Winny się tłumaczy...
Z relacji 18-latka wynika, że chciał strzelić w znak drogowy jednak niestety nie trafił... Twierdził, że oddał tylko kilka strzałów. Z relacji świadków wynika, że nieodpowiedzialna zabawa trwała znacznie dłużej. Serię strzałów zakończył dopiero tragiczny finał.
To może skończyć się pozbawieniem wolności
Po przybyciu na miejsce, udzieleniu pomocy kobiecie i ustaleniu mieszkania sprawcy, policjanci zatrzymali młodego mężczyznę. Trafił on do policyjnego aresztu, w którym może spędzić do 48 godzin. Choć do zatrzymania doszło w czwartek, w tymczasowej celi, 18-latek może posiedzieć nawet do poniedziałku. Z uwagi na koniec tygodnia, prokurator dyżurny może nie zdążyć rozpatrzeć sprawy. Wtedy zostanie skierowany wniosek o przedłużenie aresztu. Być może godziny spędzone w zamknięciu, skłonią nieodpowiedzialnego młodzieńca do refleksji. O jego dalszym losie zdecyduje sąd.

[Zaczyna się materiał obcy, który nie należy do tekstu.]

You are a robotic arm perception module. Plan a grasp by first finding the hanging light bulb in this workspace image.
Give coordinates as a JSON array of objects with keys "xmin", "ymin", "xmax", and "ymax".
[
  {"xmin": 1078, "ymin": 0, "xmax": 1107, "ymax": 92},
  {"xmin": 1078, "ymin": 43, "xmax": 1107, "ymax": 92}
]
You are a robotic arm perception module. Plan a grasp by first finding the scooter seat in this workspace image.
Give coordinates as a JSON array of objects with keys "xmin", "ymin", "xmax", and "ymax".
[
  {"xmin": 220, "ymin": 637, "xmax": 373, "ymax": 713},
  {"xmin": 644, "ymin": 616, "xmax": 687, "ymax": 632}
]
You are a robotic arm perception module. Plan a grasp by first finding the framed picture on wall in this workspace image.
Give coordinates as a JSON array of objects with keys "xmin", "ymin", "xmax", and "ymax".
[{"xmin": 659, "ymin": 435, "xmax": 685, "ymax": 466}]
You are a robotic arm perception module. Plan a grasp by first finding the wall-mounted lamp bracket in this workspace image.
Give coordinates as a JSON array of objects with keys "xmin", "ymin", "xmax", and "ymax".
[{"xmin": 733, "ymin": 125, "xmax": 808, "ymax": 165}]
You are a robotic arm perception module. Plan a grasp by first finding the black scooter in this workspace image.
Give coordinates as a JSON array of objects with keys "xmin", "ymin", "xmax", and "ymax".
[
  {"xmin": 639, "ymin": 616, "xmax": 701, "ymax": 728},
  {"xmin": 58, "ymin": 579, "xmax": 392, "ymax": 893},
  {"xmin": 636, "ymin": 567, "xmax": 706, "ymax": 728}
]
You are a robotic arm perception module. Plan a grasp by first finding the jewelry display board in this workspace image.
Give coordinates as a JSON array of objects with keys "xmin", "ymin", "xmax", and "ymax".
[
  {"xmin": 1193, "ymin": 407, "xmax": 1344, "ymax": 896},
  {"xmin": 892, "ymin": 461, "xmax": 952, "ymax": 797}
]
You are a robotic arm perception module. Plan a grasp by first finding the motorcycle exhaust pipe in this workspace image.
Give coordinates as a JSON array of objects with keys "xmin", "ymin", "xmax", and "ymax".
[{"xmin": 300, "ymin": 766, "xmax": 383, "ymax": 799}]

Pod uwagę będą brane wszystkie okoliczności. Śledczy muszą ustalić, czy nie ma więcej poszkodowanych, oraz ocenić uszkodzenie mienia w rejonie nieodpowiedzialnych zabaw.
Kodeks karny, za narażenie na niebezpieczeństwo utraty życia lub zdrowia przewiduje w tym wypadku karę do 3 lat pozbawienia wolności.